Conversion using type punning

Hello,

I’m reading about type punning and undefined behavior, then fall into a situation where I still not sure is there any undefined behavior. Given the following:

#[repr(C)]
union Foo {
    b: Bar,
    v: u64,
}

#[repr(C)]
#[derive(Clone, Copy)]
struct Bar {
    lo: u32,
    hi: u32,
}

The idea is to profit the union Foo to convert two u32 values into a u64 value, as:

use std::mem::MaybeUninit;

fn convert(lo: u32, hi: u32) -> u64 {
    let mut foo = MaybeUninit::<Foo>::uninit();
    let ptr = foo.as_mut_ptr() as *mut Foo;
    unsafe {
        (*ptr).b.lo = lo;  // raw pointer dereference is unsafe,
        (*ptr).b.hi = hi;  // but is it a undefined behavior?
        (*ptr).v
    }
}

I suppose that though convert contains unsafe, but it should be always correct. Is this true?

Many thanks for any help.

First, it’s not clear to me why you’re using a pointer:

fn convert(lo: u32, hi: u32) -> u64 {
    let u = Foo { b: Bar { lo, hi }};
    unsafe { u.v }
}

Second: Judging from https://doc.rust-lang.org/reference/items/unions.html, this does not invoke undefined behavior:

Unions have no notion of an “active field”. Instead, every union access just interprets the storage at the type of the field used for the access. Reading a union field reads the bits of the union at the field’s type. It is the programmer’s responsibility to make sure that the data is valid at that type. Failing to do so results in undefined behavior.

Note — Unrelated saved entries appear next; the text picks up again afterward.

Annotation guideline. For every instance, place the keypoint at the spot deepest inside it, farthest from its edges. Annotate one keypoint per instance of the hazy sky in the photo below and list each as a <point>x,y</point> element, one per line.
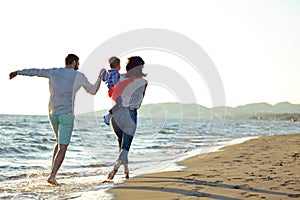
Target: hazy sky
<point>255,45</point>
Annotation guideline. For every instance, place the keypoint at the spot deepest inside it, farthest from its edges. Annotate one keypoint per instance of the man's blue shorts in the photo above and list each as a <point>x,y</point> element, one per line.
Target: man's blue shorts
<point>62,126</point>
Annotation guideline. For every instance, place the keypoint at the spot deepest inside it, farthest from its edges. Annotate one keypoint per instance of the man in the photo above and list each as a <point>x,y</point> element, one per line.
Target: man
<point>64,83</point>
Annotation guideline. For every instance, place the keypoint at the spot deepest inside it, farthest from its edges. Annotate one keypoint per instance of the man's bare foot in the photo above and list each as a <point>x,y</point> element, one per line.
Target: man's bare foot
<point>52,181</point>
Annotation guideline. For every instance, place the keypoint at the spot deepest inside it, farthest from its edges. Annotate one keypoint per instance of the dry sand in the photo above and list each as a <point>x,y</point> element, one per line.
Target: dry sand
<point>262,168</point>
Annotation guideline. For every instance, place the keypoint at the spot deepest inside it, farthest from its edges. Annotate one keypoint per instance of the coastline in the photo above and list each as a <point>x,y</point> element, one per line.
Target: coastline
<point>266,167</point>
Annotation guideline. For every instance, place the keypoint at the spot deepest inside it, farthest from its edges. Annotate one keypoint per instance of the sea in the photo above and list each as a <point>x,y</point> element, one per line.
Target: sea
<point>26,146</point>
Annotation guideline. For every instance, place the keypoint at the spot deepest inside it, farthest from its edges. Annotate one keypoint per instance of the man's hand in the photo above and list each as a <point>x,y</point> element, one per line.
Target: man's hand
<point>101,73</point>
<point>13,75</point>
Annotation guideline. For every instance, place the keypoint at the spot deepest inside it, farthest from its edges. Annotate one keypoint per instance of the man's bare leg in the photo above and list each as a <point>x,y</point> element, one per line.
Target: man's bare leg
<point>59,158</point>
<point>54,155</point>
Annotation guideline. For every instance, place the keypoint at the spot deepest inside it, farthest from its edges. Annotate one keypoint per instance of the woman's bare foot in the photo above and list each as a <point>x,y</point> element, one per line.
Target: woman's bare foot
<point>112,174</point>
<point>52,181</point>
<point>126,175</point>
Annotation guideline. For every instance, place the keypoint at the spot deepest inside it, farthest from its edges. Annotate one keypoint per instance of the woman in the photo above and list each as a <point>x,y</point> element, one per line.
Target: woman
<point>128,95</point>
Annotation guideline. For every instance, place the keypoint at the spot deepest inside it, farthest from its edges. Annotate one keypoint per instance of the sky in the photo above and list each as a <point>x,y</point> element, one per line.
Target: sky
<point>253,44</point>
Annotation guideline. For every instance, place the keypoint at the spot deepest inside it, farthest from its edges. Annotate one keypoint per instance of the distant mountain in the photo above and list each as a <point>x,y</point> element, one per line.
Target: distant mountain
<point>280,111</point>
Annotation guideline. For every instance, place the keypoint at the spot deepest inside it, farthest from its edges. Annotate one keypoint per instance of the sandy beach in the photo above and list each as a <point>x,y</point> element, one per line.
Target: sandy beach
<point>262,168</point>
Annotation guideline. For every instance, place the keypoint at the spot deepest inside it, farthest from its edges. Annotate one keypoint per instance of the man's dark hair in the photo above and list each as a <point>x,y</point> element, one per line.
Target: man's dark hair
<point>114,61</point>
<point>70,58</point>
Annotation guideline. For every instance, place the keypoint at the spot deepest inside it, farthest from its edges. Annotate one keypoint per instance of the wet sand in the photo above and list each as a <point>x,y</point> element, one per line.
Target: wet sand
<point>262,168</point>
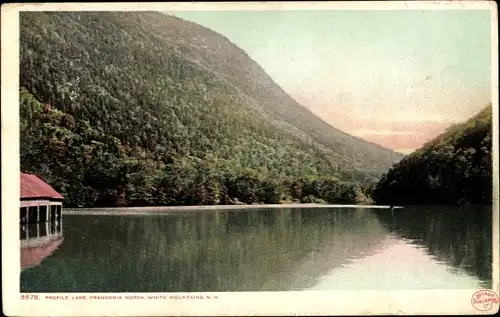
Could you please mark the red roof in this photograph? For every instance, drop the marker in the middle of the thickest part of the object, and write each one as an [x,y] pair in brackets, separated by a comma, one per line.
[34,187]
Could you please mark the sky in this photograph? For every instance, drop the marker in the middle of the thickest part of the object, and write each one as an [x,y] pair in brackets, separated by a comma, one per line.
[396,78]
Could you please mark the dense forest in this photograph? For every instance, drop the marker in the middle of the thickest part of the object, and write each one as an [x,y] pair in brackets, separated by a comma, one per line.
[453,168]
[129,109]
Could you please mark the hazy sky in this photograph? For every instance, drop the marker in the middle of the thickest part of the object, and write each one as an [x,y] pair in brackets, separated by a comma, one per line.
[397,78]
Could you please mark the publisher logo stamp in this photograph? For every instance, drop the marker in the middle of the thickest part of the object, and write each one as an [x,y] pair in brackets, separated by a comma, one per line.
[484,300]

Third: Even though it is not UB, it looks very suspicious because it is sensitive to machine endianness.

1 Like

@ExpHP, thank you.

Your solution is indeed must more clean.

it’s not clear to me why you’re using a pointer

Sorry, that’s because of a particular (and weird) reason, I don’t want to use Bar explicitly (the code of convert should not contain any initialization of Bar).

it is sensitive to machine endianness.

Yeah, you are correct, this code is indeed reserved for x86.

Are you using this to read a *const Bar (or &Bar, etc) as u64? In that case, you do have a problem, because *const Bar is only aligned to 4 bytes instead of 8.

1 Like

Sorry for my novice, could you elaborate a little bit this point?

Bar is aligned to 32-bit boundaries. Foo and u64 are aligned to 64-bit boundaries. So when you do:

let x: *const Bar = ...;
x as *const Foo

there is no guarantee that the resulting pointer is correctly aligned.

The documentation or reference do not state anywhere whether dereferencing a raw pointer is more similar to std::ptr::read or to std::ptr::read_unaligned. Based on this issue it sounds like it is more similar to std::ptr::read. Therefore, it requires an aligned pointer, or else it is UB.

Ah, I understand this point, but why it relates to convert:

fn convert(lo: u32, hi: u32) -> u64 {
    let mut foo = MaybeUninit::<Foo>::uninit();
    let ptr = foo.as_mut_ptr() as *mut Foo;
    unsafe {
        (*ptr).b.lo = lo;
        (*ptr).b.hi = hi;
        (*ptr).v
    }
}

Do you mean that ptr and &(*ptr).b could be aligned differently? and then the hi, lo initialization may put these values into different locations than low/high words of v?

Ah, okay, I misread this quote:

Sorry, that’s because of a particular (and weird) reason, I don’t want to use Bar explicitly (the code of convert should not contain any initialization of Bar ).

When I first read it I got the impression that you are not actually using this function, but instead doing something else. (which could have possibly involved a *const Bar)

Now I see you are referring to how the function as originally written does not ever mention Bar.

1 Like